The drawbacks of "editor's note" Hadoop are also as stark as its virtues--large latency, slow response, and complex operation. is widely criticized, but there is demand for the creation, in Hadoop basically laid a large data hegemony, many of the open source project is to make up for the real-time nature of Hadoop as the goal is created, Storm is at this time turned out, Storm is a free open source, distributed, A highly fault-tolerant real-time computing system. Storm makes the continuous flow calculation easier, making up for the real-time requirements that Hadoop batches cannot meet.
The following is the original text:
background UAE (UC App Engine) is a PAAs platform within UC, and the overall architecture is somewhat similar to Cloudfoundry, including:
Rapid deployment: Support Node.js, play!, PHP and other framework information transparent: operation of the process, System State, business situation grayscale trial and error: IP grayscale, geographical gray basic services: key-value storage, MySQL high availability, picture platform, etc.
Here it is not the protagonist, does not give detailed introduction.
There are hundreds of Web applications running on UAE, all requests are routed through UAE, Nginx access log size is terabytes per day, how to monitor each business's access trends, ad data, page time, access quality, custom reports, and exception alarms in real-time?
Hadoop can meet the needs of statistics, but the real-time of the second level is not satisfied with the spark streaming and some of the overqualified, at the same time, we do not have spark engineering experience; self-write distributed program scheduling is troublesome and should consider the expansion, message flow;
Finally, our technology selection is storm: Relatively lightweight, flexible, easy to communicate and flexible.

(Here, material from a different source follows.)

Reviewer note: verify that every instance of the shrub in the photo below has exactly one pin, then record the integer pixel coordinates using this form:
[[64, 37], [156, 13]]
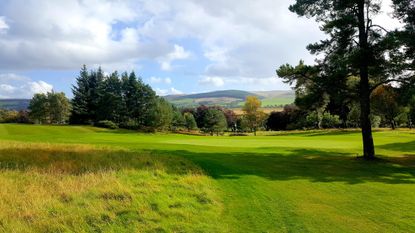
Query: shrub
[[238, 134], [330, 121], [106, 124], [130, 124]]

In addition, because of UC cluster more, across the cluster log transmission is also a relatively large problem.
Technical Preparation cardinality count (cardinality counting)
In large data distributed computing, PV (Page View) can be easily added together, but UV (Unique Visitor) is not.
In the case of distributed computing, hundreds of business, hundreds of thousands of URLs at the same time statistics of UV, if you want to be divided into hours of statistics (every minute/every 5 minutes merged/hourly merge/daily merge), memory consumption is unacceptable.
At this time, the power of probability is reflected. We can see in the probabilistic data structures for Web Analytics and Data mining that accurate hash table statistics UV and cardinality count memory comparisons are not an order of magnitude. The cardinality count allows you to implement a combination of UV, minimal memory consumption, and the error is entirely within acceptable limits.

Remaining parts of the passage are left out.